Les hommes les plus célèbres, au reste, ont rendu à Descartes la justice qui lui est due. Jacques Golius, professeur de Leyde, dit qu'il a surpassé en génie les anciens et les modernes; Desmarets, que dire qu'il a été l'Archimède de son siècle, n'est pas dire assez; Spanheim, qu'on ne peut lui disputer le premier rang dans la géométrie et la dioptrique : le père Boscowich lui attribue la première explication satisfaisante de l'arc-en-ciel, et trouve que Newton, à cet égard, ne rend point assez de justice au philosophe françois.

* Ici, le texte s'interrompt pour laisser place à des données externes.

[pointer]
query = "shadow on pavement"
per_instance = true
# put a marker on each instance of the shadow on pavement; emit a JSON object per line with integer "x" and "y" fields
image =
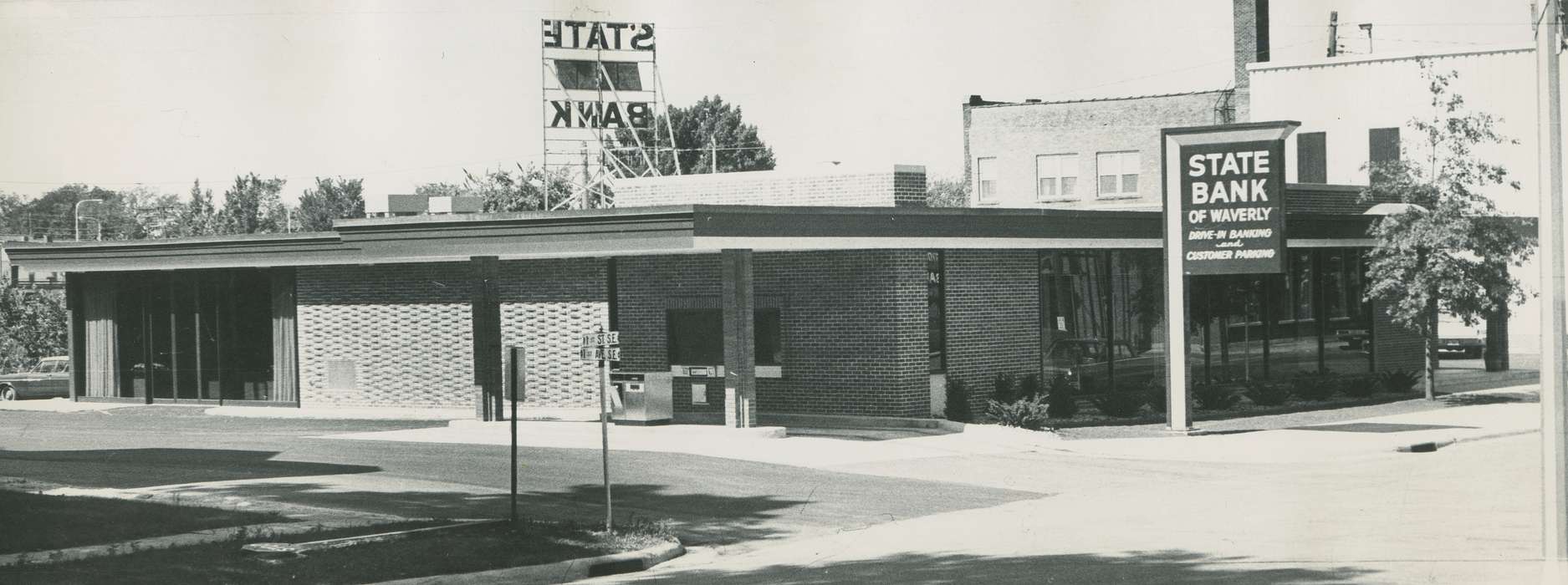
{"x": 702, "y": 520}
{"x": 141, "y": 468}
{"x": 1153, "y": 567}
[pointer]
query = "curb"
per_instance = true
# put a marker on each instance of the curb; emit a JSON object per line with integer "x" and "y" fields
{"x": 1432, "y": 445}
{"x": 190, "y": 538}
{"x": 562, "y": 572}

M. Euler dit que Descartes, le premier, a remarqué que le flux et le reflux de la mer se régloit sur le mouvement de la lune; ce qui déjà, ajoute-t-il, étoit sans contredit une assez grande découverte. Enfin, d'Alembert convient « que le systême des tourbillons, devenu aujourd'hui presque ridicule, étoit ce qu'alors on pouvoit imaginer de mieux; que rien n'étoit plus naturel que de supposer un fluide qui transportât les planètes; que ce systême avoit l'avantage de rendre raison de la gravitation des corps, par la force centrifuge du tourbillon même ». Il regarde cette explication de la pesanteur «< comme une des plus belles et des plus ingénieuses hypothèses que la philosophie ait imaginées». Il croit « qu'il a fallu, pour ainsi dire, passer par ces tourbillons pour arriver au vrai systême du monde; que si Descartes s'est trompé sur les lois du mouvement, il a du moins deviné, le premier, qu'il devoit y en avoir »>.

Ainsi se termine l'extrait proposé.